Es helfe Kindern weiters nicht, wie im Gesetz vorgesehen ab 14 Jahren ein Anrecht bloß auf Information über den Namen ihres genetischen Elternteils zu erhalten, nicht aber über die Umstände ihres Entstehens. Kronthaler: "Einer Studie zufolge werden nur 8,6 Prozent der Kinder aus Samenspenden darüber informiert." Ein Ernstnehmen der Kinderrechte würde die Verpflichtung zur Aufklärung bedeuten, sei doch aus der Adoptionsforschung längst bekannt, dass Wissen über die Herkunft für die Entwicklung einer stabilen Identität nötig sei.

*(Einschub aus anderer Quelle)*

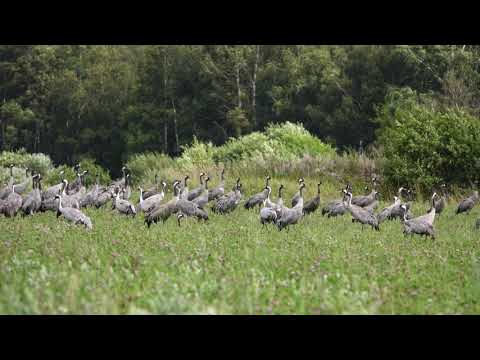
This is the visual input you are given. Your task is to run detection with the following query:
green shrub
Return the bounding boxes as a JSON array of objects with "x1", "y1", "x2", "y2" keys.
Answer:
[
  {"x1": 127, "y1": 153, "x2": 176, "y2": 184},
  {"x1": 265, "y1": 121, "x2": 335, "y2": 157},
  {"x1": 0, "y1": 149, "x2": 53, "y2": 175},
  {"x1": 378, "y1": 89, "x2": 480, "y2": 191},
  {"x1": 177, "y1": 137, "x2": 216, "y2": 171}
]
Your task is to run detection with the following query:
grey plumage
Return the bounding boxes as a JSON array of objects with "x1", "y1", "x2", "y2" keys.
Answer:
[
  {"x1": 121, "y1": 174, "x2": 132, "y2": 200},
  {"x1": 434, "y1": 184, "x2": 446, "y2": 215},
  {"x1": 292, "y1": 178, "x2": 305, "y2": 207},
  {"x1": 22, "y1": 174, "x2": 42, "y2": 216},
  {"x1": 401, "y1": 205, "x2": 435, "y2": 239},
  {"x1": 179, "y1": 175, "x2": 190, "y2": 200},
  {"x1": 0, "y1": 164, "x2": 14, "y2": 200},
  {"x1": 176, "y1": 198, "x2": 208, "y2": 220},
  {"x1": 3, "y1": 185, "x2": 23, "y2": 217},
  {"x1": 145, "y1": 182, "x2": 180, "y2": 228},
  {"x1": 193, "y1": 176, "x2": 210, "y2": 209},
  {"x1": 276, "y1": 182, "x2": 305, "y2": 231},
  {"x1": 343, "y1": 190, "x2": 380, "y2": 231},
  {"x1": 55, "y1": 195, "x2": 93, "y2": 230},
  {"x1": 456, "y1": 190, "x2": 478, "y2": 214},
  {"x1": 260, "y1": 186, "x2": 277, "y2": 225},
  {"x1": 416, "y1": 193, "x2": 437, "y2": 225},
  {"x1": 187, "y1": 172, "x2": 208, "y2": 201}
]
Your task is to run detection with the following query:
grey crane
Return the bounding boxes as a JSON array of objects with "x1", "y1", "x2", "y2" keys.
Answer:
[
  {"x1": 145, "y1": 181, "x2": 180, "y2": 228},
  {"x1": 434, "y1": 184, "x2": 447, "y2": 216},
  {"x1": 112, "y1": 189, "x2": 137, "y2": 217},
  {"x1": 177, "y1": 212, "x2": 185, "y2": 227},
  {"x1": 0, "y1": 164, "x2": 14, "y2": 200},
  {"x1": 260, "y1": 186, "x2": 277, "y2": 226},
  {"x1": 61, "y1": 179, "x2": 80, "y2": 209},
  {"x1": 382, "y1": 186, "x2": 413, "y2": 221},
  {"x1": 212, "y1": 179, "x2": 242, "y2": 214},
  {"x1": 208, "y1": 168, "x2": 225, "y2": 201},
  {"x1": 352, "y1": 178, "x2": 378, "y2": 207},
  {"x1": 22, "y1": 174, "x2": 42, "y2": 216},
  {"x1": 343, "y1": 190, "x2": 380, "y2": 231},
  {"x1": 292, "y1": 178, "x2": 305, "y2": 207},
  {"x1": 416, "y1": 192, "x2": 438, "y2": 225},
  {"x1": 187, "y1": 172, "x2": 205, "y2": 201},
  {"x1": 78, "y1": 173, "x2": 100, "y2": 208},
  {"x1": 303, "y1": 182, "x2": 322, "y2": 215},
  {"x1": 192, "y1": 176, "x2": 210, "y2": 209},
  {"x1": 143, "y1": 173, "x2": 160, "y2": 200},
  {"x1": 276, "y1": 182, "x2": 305, "y2": 231},
  {"x1": 3, "y1": 184, "x2": 23, "y2": 217},
  {"x1": 65, "y1": 164, "x2": 83, "y2": 195},
  {"x1": 55, "y1": 195, "x2": 93, "y2": 230},
  {"x1": 11, "y1": 167, "x2": 33, "y2": 195},
  {"x1": 400, "y1": 204, "x2": 435, "y2": 240},
  {"x1": 180, "y1": 175, "x2": 190, "y2": 200},
  {"x1": 244, "y1": 175, "x2": 270, "y2": 209},
  {"x1": 121, "y1": 174, "x2": 132, "y2": 200},
  {"x1": 456, "y1": 190, "x2": 478, "y2": 214}
]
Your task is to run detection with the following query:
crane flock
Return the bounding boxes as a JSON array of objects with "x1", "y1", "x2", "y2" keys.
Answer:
[{"x1": 0, "y1": 164, "x2": 480, "y2": 239}]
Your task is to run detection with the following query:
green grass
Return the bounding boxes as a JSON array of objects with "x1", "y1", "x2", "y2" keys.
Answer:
[{"x1": 0, "y1": 180, "x2": 480, "y2": 314}]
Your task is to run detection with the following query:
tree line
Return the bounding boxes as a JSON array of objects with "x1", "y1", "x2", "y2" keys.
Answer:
[{"x1": 0, "y1": 45, "x2": 480, "y2": 174}]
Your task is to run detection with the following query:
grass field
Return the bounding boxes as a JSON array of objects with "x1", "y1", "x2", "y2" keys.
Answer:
[{"x1": 0, "y1": 182, "x2": 480, "y2": 314}]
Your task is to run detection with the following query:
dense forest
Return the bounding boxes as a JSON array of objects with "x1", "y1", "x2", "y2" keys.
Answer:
[{"x1": 0, "y1": 45, "x2": 480, "y2": 179}]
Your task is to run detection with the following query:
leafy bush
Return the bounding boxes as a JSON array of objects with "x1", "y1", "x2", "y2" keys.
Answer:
[
  {"x1": 378, "y1": 89, "x2": 480, "y2": 191},
  {"x1": 177, "y1": 137, "x2": 216, "y2": 170},
  {"x1": 265, "y1": 121, "x2": 335, "y2": 157},
  {"x1": 214, "y1": 122, "x2": 335, "y2": 162},
  {"x1": 127, "y1": 152, "x2": 176, "y2": 184},
  {"x1": 0, "y1": 149, "x2": 53, "y2": 184}
]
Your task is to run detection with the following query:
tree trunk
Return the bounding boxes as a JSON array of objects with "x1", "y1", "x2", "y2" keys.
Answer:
[
  {"x1": 163, "y1": 49, "x2": 168, "y2": 155},
  {"x1": 33, "y1": 117, "x2": 40, "y2": 153},
  {"x1": 163, "y1": 120, "x2": 168, "y2": 155},
  {"x1": 172, "y1": 99, "x2": 180, "y2": 155},
  {"x1": 252, "y1": 45, "x2": 260, "y2": 130},
  {"x1": 235, "y1": 63, "x2": 242, "y2": 109},
  {"x1": 0, "y1": 119, "x2": 5, "y2": 151}
]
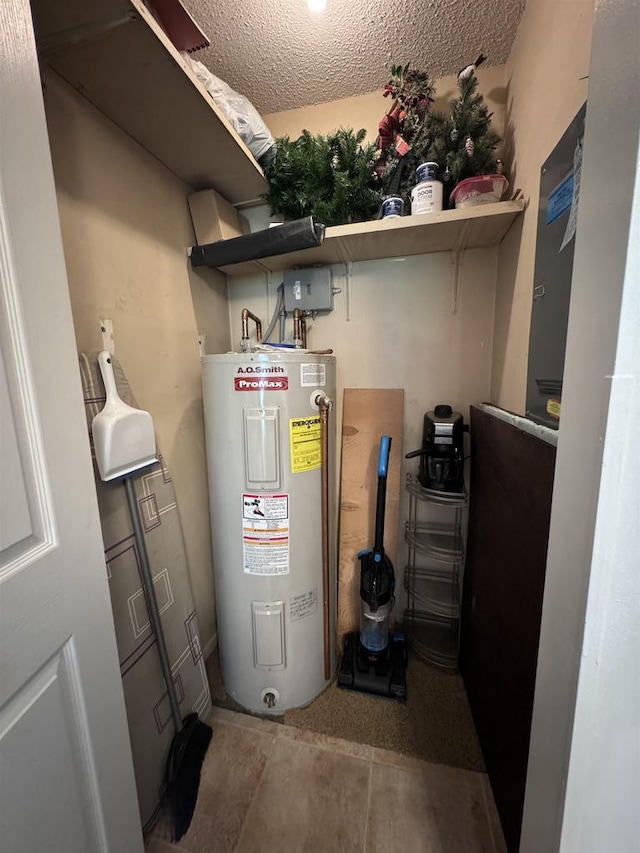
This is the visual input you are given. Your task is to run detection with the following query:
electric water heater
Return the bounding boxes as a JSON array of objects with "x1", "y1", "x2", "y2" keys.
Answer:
[{"x1": 202, "y1": 349, "x2": 337, "y2": 714}]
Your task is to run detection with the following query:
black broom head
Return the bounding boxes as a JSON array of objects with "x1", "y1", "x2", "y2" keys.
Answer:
[{"x1": 165, "y1": 714, "x2": 213, "y2": 841}]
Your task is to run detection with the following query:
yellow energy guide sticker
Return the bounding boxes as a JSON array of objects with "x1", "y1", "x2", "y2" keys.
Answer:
[
  {"x1": 547, "y1": 397, "x2": 560, "y2": 420},
  {"x1": 289, "y1": 415, "x2": 322, "y2": 474}
]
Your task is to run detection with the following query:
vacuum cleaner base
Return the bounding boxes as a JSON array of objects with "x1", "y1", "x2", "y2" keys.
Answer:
[{"x1": 338, "y1": 631, "x2": 407, "y2": 702}]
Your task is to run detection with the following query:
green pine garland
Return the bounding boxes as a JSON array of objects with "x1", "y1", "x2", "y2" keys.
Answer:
[
  {"x1": 263, "y1": 128, "x2": 381, "y2": 225},
  {"x1": 382, "y1": 74, "x2": 501, "y2": 208}
]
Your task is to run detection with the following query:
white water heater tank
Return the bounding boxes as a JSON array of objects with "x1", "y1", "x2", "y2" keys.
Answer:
[{"x1": 202, "y1": 349, "x2": 337, "y2": 714}]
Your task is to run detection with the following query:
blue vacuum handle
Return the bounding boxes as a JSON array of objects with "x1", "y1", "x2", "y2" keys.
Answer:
[{"x1": 378, "y1": 435, "x2": 391, "y2": 477}]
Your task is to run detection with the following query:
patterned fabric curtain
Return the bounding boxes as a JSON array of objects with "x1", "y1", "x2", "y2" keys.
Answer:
[{"x1": 79, "y1": 352, "x2": 211, "y2": 830}]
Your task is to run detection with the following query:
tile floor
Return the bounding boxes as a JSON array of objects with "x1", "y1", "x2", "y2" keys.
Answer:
[{"x1": 147, "y1": 708, "x2": 506, "y2": 853}]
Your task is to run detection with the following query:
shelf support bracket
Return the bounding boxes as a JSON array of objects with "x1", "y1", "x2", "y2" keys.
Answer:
[{"x1": 451, "y1": 222, "x2": 471, "y2": 314}]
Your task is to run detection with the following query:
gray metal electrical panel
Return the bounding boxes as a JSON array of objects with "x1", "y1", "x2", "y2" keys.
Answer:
[
  {"x1": 526, "y1": 104, "x2": 586, "y2": 429},
  {"x1": 284, "y1": 267, "x2": 333, "y2": 313}
]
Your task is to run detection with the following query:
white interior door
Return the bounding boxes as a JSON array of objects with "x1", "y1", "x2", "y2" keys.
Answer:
[{"x1": 0, "y1": 0, "x2": 143, "y2": 853}]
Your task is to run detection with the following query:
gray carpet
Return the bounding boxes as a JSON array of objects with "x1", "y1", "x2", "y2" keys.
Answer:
[{"x1": 207, "y1": 651, "x2": 485, "y2": 771}]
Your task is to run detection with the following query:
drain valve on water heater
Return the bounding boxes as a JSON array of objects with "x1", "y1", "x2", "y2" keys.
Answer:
[{"x1": 260, "y1": 687, "x2": 280, "y2": 708}]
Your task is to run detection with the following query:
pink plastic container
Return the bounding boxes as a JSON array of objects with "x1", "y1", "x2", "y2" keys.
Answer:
[{"x1": 451, "y1": 175, "x2": 509, "y2": 207}]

Verpasste Chance auf Monitoring
Als verpasste Chance des Gesetzesentwurfs bezeichnete es Kronthaler, dass keine Erfolgskontrolle eingeführt wurde, die über die bloße Geburtenmeldung hinausgeht. Erhoben werden müsste etwa, wie es den auf diese Weise gezeugten Kindern später geht, wobei Neonatologen und Kinderärzte bei der Erarbeitung von Kriterien für eine umfassende Dokumentation einbezogen werden sollten. Für mehr Monitoring nach IVF hatte sich zuletzt auch die Vorsitzende der Bioethikkommission, Christiane Druml, in der "Wiener Zeitung" ausgesprochen.

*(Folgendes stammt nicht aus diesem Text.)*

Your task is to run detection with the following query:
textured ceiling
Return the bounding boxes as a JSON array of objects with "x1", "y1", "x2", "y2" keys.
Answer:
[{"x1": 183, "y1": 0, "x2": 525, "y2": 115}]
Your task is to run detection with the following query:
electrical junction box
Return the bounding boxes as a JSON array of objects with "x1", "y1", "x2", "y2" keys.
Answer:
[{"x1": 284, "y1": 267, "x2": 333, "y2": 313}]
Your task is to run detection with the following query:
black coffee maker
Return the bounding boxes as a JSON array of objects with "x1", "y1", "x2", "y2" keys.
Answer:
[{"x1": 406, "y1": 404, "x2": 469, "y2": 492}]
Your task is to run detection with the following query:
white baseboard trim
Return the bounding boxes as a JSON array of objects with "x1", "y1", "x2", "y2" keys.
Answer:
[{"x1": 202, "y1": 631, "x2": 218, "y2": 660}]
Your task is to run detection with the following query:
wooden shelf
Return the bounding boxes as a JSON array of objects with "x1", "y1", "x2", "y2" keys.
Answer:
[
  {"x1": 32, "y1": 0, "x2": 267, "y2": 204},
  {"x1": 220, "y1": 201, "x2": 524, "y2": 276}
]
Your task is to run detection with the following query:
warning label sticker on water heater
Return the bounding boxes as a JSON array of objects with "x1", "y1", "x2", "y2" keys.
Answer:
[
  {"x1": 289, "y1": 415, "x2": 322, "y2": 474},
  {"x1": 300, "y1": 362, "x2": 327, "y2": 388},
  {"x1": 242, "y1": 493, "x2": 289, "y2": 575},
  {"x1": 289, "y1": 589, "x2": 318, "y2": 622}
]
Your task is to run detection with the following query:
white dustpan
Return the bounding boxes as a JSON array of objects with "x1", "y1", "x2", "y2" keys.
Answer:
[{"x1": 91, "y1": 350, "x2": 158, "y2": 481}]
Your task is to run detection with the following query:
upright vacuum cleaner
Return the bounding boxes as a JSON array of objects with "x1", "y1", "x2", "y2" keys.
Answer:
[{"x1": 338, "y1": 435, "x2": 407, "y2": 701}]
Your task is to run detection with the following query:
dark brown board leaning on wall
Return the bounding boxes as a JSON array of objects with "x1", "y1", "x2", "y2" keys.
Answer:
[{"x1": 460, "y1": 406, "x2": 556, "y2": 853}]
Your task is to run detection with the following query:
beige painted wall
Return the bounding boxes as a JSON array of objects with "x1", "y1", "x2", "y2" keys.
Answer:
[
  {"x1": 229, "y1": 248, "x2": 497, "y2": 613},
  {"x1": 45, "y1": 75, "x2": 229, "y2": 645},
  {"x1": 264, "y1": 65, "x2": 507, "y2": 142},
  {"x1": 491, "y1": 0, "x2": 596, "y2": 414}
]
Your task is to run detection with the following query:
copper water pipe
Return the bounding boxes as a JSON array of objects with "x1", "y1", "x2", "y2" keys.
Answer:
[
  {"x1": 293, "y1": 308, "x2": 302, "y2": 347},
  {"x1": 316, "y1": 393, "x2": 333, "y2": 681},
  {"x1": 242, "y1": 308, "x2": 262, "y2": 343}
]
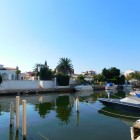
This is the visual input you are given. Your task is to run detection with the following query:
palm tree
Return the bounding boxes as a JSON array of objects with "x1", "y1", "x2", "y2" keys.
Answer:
[{"x1": 56, "y1": 57, "x2": 74, "y2": 75}]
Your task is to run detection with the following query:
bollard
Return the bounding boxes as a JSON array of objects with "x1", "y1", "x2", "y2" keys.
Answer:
[
  {"x1": 76, "y1": 97, "x2": 79, "y2": 113},
  {"x1": 39, "y1": 95, "x2": 43, "y2": 103},
  {"x1": 16, "y1": 96, "x2": 20, "y2": 133},
  {"x1": 130, "y1": 127, "x2": 135, "y2": 140},
  {"x1": 10, "y1": 102, "x2": 14, "y2": 126},
  {"x1": 22, "y1": 100, "x2": 26, "y2": 140},
  {"x1": 76, "y1": 112, "x2": 79, "y2": 126}
]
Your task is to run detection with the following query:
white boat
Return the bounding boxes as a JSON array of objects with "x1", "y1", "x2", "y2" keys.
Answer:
[
  {"x1": 105, "y1": 83, "x2": 117, "y2": 90},
  {"x1": 98, "y1": 96, "x2": 140, "y2": 115},
  {"x1": 75, "y1": 85, "x2": 93, "y2": 91},
  {"x1": 130, "y1": 90, "x2": 140, "y2": 96}
]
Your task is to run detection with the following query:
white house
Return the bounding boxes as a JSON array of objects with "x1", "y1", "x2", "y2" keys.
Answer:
[{"x1": 0, "y1": 64, "x2": 17, "y2": 81}]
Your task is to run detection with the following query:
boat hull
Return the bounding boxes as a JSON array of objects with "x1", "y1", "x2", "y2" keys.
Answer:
[{"x1": 98, "y1": 98, "x2": 140, "y2": 114}]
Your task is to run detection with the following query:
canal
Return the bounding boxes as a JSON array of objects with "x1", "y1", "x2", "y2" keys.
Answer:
[{"x1": 0, "y1": 91, "x2": 139, "y2": 140}]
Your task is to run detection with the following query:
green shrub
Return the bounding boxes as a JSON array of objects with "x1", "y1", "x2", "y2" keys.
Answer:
[{"x1": 56, "y1": 73, "x2": 70, "y2": 86}]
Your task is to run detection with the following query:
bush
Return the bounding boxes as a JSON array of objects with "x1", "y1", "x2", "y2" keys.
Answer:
[{"x1": 56, "y1": 73, "x2": 70, "y2": 86}]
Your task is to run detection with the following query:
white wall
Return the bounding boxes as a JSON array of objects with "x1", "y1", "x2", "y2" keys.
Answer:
[
  {"x1": 39, "y1": 80, "x2": 55, "y2": 89},
  {"x1": 0, "y1": 80, "x2": 39, "y2": 90}
]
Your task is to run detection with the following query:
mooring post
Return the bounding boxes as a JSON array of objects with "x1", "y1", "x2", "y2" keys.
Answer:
[
  {"x1": 76, "y1": 112, "x2": 80, "y2": 126},
  {"x1": 22, "y1": 100, "x2": 26, "y2": 140},
  {"x1": 16, "y1": 96, "x2": 20, "y2": 133},
  {"x1": 10, "y1": 102, "x2": 14, "y2": 126},
  {"x1": 76, "y1": 97, "x2": 79, "y2": 113},
  {"x1": 130, "y1": 127, "x2": 135, "y2": 140}
]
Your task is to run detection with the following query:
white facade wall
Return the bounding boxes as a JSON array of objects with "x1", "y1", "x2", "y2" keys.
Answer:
[
  {"x1": 39, "y1": 80, "x2": 55, "y2": 89},
  {"x1": 0, "y1": 70, "x2": 16, "y2": 80},
  {"x1": 0, "y1": 80, "x2": 39, "y2": 90},
  {"x1": 69, "y1": 79, "x2": 78, "y2": 85}
]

Insgesamt habe die Gesellschaft verabsäumt dafür zu sorgen, "dass Frauen rechtzeitig ihre Kinder bekommen können und trotzdem Beruf und Ausbildung schaffen", so Kronthaler: "Warum sagt niemand jungen Menschen, dass ab 35 Jahren die Fruchtbarkeit bei Frauen rasch sinkt? Warum sorgen wir nicht dafür, dass Frauen in jungen Jahren Kinder bekommen können und wollen? Warum vermitteln wir nicht schon in der Schule, dass Fruchtbarkeit keine Last, sondern ein wertvolles Gut ist? Warum interessieren uns die Gründe für die zunehmenden Fruchtbarkeitsprobleme so wenig?" Die Auslagerung der Antworten an die Fortpflanzungsmedizin führe nur zu neuen Problemen.